The Integration Platform is uniquely positioned to become agent-operable, turning external connectivity into autonomous capability:

  • Self-service integration. An agent in the Agent Mesh, given a capability need, can discover a provider from the registry, request a connection, and (subject to governance approval) wire it into a generated SaaS — closing the loop from intent to live integration.
  • MCP tool expansion. McpConnectorService lets agents call external tool servers as governed tools; the roadmap generalises this so any registered provider capability is automatically exposed as an MCP tool.
  • Autonomous remediation. Agents consume IntegrationFailed and health signals to diagnose vendor issues, propose credential rotation, or open a provider support ticket via SupportIntegrationService.

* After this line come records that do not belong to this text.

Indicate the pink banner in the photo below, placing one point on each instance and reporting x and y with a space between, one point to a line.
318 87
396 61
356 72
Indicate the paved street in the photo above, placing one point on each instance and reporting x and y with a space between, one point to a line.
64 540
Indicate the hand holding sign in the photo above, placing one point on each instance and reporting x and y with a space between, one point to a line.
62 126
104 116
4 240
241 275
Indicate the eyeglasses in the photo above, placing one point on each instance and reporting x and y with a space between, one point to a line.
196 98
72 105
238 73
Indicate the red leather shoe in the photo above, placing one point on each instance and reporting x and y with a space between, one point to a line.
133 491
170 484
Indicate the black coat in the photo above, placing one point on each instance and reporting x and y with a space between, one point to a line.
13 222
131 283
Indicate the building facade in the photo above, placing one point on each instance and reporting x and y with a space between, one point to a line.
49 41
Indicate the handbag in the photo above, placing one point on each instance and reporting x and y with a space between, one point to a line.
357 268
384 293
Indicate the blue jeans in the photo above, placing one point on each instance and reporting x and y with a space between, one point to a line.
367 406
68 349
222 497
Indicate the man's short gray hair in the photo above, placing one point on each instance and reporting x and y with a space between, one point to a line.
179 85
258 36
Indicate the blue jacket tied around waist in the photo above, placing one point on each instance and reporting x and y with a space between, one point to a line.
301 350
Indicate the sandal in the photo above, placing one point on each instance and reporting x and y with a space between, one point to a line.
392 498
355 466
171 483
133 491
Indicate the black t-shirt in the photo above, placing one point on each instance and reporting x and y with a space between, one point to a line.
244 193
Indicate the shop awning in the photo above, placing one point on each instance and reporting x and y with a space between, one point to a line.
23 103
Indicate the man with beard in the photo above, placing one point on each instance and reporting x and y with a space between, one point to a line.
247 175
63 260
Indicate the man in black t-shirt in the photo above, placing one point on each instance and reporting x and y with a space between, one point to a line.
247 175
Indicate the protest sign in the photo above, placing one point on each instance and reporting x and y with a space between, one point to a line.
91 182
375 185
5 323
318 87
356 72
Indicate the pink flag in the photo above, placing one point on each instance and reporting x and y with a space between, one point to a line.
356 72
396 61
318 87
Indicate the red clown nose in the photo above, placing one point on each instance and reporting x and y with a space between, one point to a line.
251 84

  • Pack authoring by agents. Agents draft new integration packs from a vendor's OpenAPI/SDK spec, generating the ExternalApiClient, capability map, and Studio forms for human review — making the marketplace itself self-extending.
  • Cost-aware routing. Agents use usage and cost telemetry to choose between model providers (OpenAI vs Azure OpenAI vs Ollama) per task, balancing latency, quality, and spend.